Before I get started, I have to say kudos to Pumas. The historic feat they just accomplished last night was simply amazing and one that we probably won’t see again for a number of years. And despite the fact I don’t agree with Pumas’ style of play along with their substandard defense, one must recognize the effort displayed and truly acknowledge what Lillini’s squad were able to complete in yesterday’s second leg. If there’s one thing we can’t argue, it’s the fact this squad never gave up and kept going until they finally reached their objective in the 89th minute. So, congrats to Pumas and all their fanbase.
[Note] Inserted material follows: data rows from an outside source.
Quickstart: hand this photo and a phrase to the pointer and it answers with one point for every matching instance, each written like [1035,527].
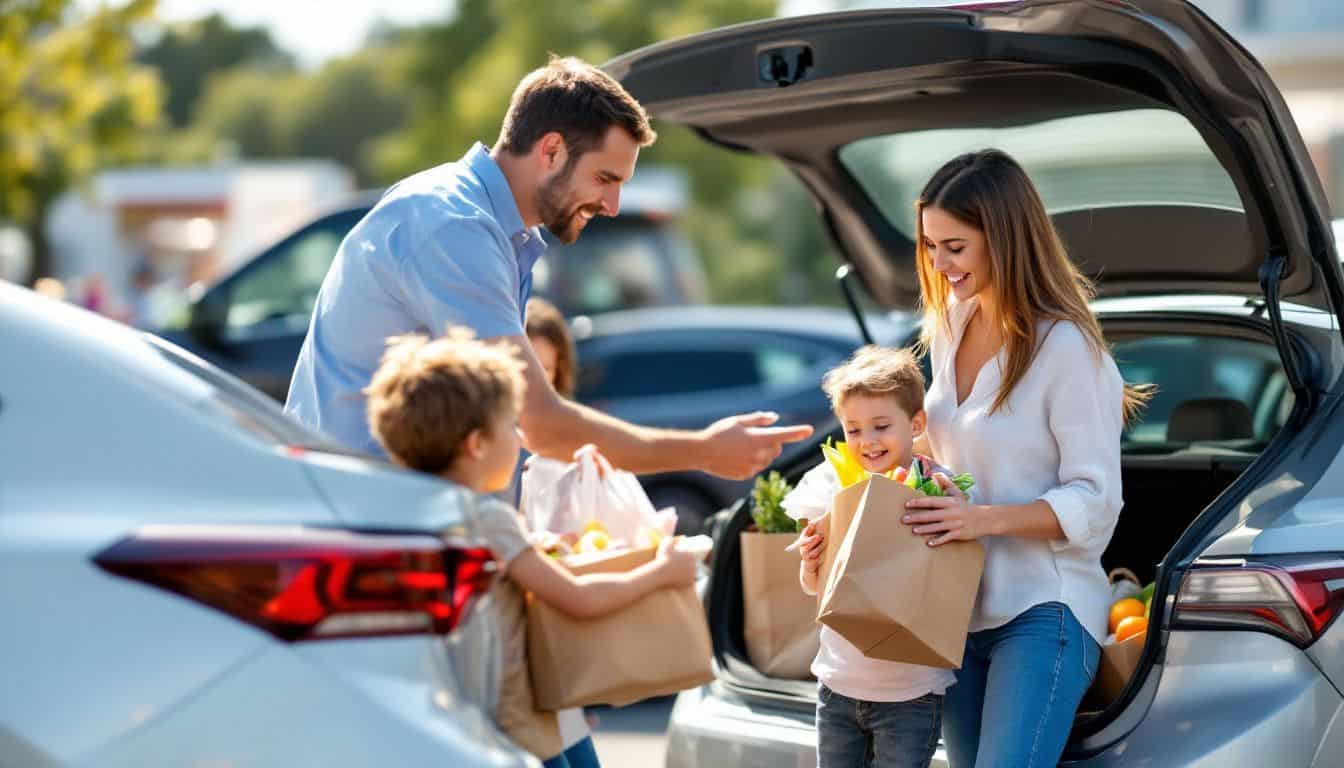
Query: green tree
[71,100]
[188,54]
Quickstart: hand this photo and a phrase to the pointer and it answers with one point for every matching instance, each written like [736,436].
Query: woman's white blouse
[1057,439]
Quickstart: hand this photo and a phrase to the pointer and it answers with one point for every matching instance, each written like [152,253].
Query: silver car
[1175,175]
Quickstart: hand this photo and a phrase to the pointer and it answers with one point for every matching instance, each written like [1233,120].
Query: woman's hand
[946,518]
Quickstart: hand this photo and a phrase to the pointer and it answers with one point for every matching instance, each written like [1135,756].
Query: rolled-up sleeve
[1086,417]
[464,273]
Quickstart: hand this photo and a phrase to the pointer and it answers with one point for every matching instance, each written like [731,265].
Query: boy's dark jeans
[854,733]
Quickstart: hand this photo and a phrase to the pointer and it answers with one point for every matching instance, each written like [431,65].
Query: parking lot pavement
[633,735]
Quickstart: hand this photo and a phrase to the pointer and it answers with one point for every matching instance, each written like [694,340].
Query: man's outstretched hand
[739,447]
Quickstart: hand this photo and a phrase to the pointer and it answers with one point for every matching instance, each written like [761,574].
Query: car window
[616,264]
[782,369]
[1187,367]
[243,406]
[652,373]
[1139,156]
[285,281]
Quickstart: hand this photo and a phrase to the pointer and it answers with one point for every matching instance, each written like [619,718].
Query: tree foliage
[188,54]
[71,100]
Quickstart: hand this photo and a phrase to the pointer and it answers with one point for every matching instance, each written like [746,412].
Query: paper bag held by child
[886,591]
[656,646]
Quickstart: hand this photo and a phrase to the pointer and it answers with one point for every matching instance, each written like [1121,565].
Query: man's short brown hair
[878,371]
[578,101]
[426,397]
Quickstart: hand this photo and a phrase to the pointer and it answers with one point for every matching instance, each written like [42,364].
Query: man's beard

With all of that being said, it was flat out shameful to see Siboldi’s gameplan in action for the second consecutive Sunday; sit back, stand around, follow the ball, and most of all, give up attacking. That’s right, we wouldn’t want these elite, high-conditioned athletes to do their job and put in a little effort in the deciding game of a Semi-Final series. But we saw the exact same thing in the second leg vs. Tigres a week ago, and how they got saved by the two shots off the post. Had Tigres been a little more lucky, Cruz Azul would’ve been eliminated in the QF.
How can a team change so much three days later? This is a team who utterly dominated Lillini’s squad on Thursday night, won by a 4-0 final, and coud’ve scored many more. They showed top class, quality, and utter superiority. What changed? Other than the keeper (Jurado) and the left-back (“Shaggy” Martínez), the only other change was the gameplan. They decided to concede game initiative to Pumas (something I will never understand for the life of me) after they had proven so efficient and dangerous with ball control in the previous match. I’m not saying continue to attack as if the score was even. What I am saying is don’t renounce attacking altogether just because you have a lead, no matter how big it may seem. Always play to win.
The main reason why they should’t have changed their gameplan so radically was that with just a single goal, Pumas would’ve been forced to score 6 to stay alive. Yes, even with the score 3-0 at the start of the second half, had Siboldi attempted some sort of assault which had been successful, Pumas would’ve had to double what they had at that point. That would’ve almost certainly sentenced the series. But instead, he chose to cave, pull troops even further back in defense, and cling to his 1-goal advantage. And after a dismal first half, he even had the half-time break to make adjustments, come out firing in the second 45 minutes, and reestablish a little order in the very least. That’s the least anyone would expect. However, he instead chose to go with the “do-nothing, hope for the best” approach.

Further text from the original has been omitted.